Can Sony really make all existing PS3 games 3D?

Avatar game
James Cameron's Avatar will be the first 3D game on both the Xbox 360 and the PS3, but it has been designed specifically for the effect

With endless analysis that suggests that this particular generation of consoles will be the most enduring yet, it stands to reason that there will be a series of miniature battles for supremacy during the Xbox 360 and PS3's extended lifespan.

Sony appeared to have fired the first real mid-generation salvo at the recent IFA consumer technology show, when it demonstrated PS3s running real time 3D on a new range of consumer Bravia televisions, due to launch in 2010.

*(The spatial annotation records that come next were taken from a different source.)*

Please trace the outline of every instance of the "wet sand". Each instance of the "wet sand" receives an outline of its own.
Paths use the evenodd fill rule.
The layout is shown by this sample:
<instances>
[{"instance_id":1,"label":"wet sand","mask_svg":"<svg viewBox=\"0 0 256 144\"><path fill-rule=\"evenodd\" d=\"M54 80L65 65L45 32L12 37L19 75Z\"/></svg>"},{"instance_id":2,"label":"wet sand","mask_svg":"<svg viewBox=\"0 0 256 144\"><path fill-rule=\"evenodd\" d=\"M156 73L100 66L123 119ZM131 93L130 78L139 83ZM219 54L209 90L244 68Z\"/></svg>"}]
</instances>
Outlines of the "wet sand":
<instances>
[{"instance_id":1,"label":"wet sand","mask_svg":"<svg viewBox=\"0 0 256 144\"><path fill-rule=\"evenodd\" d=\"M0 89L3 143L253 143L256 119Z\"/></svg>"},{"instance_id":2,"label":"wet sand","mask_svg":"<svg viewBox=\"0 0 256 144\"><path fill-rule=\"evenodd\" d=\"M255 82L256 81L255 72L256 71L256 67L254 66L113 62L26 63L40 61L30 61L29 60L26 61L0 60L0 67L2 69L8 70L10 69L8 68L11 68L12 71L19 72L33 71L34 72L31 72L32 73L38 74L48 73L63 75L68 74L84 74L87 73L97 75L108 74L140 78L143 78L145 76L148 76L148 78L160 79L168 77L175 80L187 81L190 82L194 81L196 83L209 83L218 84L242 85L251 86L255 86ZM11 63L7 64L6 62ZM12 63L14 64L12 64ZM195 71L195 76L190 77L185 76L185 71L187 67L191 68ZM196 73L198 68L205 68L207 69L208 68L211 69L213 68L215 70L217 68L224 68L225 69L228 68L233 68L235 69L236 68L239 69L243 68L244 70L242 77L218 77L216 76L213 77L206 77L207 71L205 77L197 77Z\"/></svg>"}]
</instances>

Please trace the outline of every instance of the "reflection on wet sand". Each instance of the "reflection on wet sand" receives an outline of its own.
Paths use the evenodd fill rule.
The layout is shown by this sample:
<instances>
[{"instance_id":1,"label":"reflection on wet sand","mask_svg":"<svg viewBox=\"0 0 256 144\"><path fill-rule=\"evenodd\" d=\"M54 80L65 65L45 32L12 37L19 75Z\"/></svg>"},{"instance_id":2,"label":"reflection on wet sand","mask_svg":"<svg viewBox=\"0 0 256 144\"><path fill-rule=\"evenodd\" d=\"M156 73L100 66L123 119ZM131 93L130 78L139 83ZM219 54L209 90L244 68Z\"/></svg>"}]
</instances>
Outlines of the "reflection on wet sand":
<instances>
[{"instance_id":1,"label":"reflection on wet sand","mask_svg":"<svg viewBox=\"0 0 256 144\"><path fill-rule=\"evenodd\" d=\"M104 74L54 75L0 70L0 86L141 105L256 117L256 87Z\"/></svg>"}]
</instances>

Existing games such as Motorstorm, Wipeout HD and Gran Turismo 5: Prologue were paraded in three dimensions and everyone was invited to pick up a Dual Shock 3 and give it a try in real time.

The most tantalising bit of info? That Sony thinks it may be able to convert all existing PlayStation 3 games to 3D with a simple firmware update, because much of the image processing is done by the television itself. It sounds almost too good to be true.

Given that Sony is keeping tight-lipped on the technology behind it, we thought we'd pick the brains of a programmer behind one of the most graphically impressive games on the PS3 at the moment, Colin McRae DiRT 2, to find out whether a 2D game could really be given an extra dimension.

Dirt 2

FULL ON: Colin McRae DiRT 2 is just the kind of graphically intensive game that would be tough to render in 3D using a traditional method

We chose the game not only because it's an example of the current state of the art, but also because it utilises a technique called occlusion, which works out what the player can 'see' and removes unnecessary visual elements to allow for more detail in the scene.

Depending on how drastically the scene is altered to generate the two separate perspectives required for a 3D image, this could be an additional hurdle.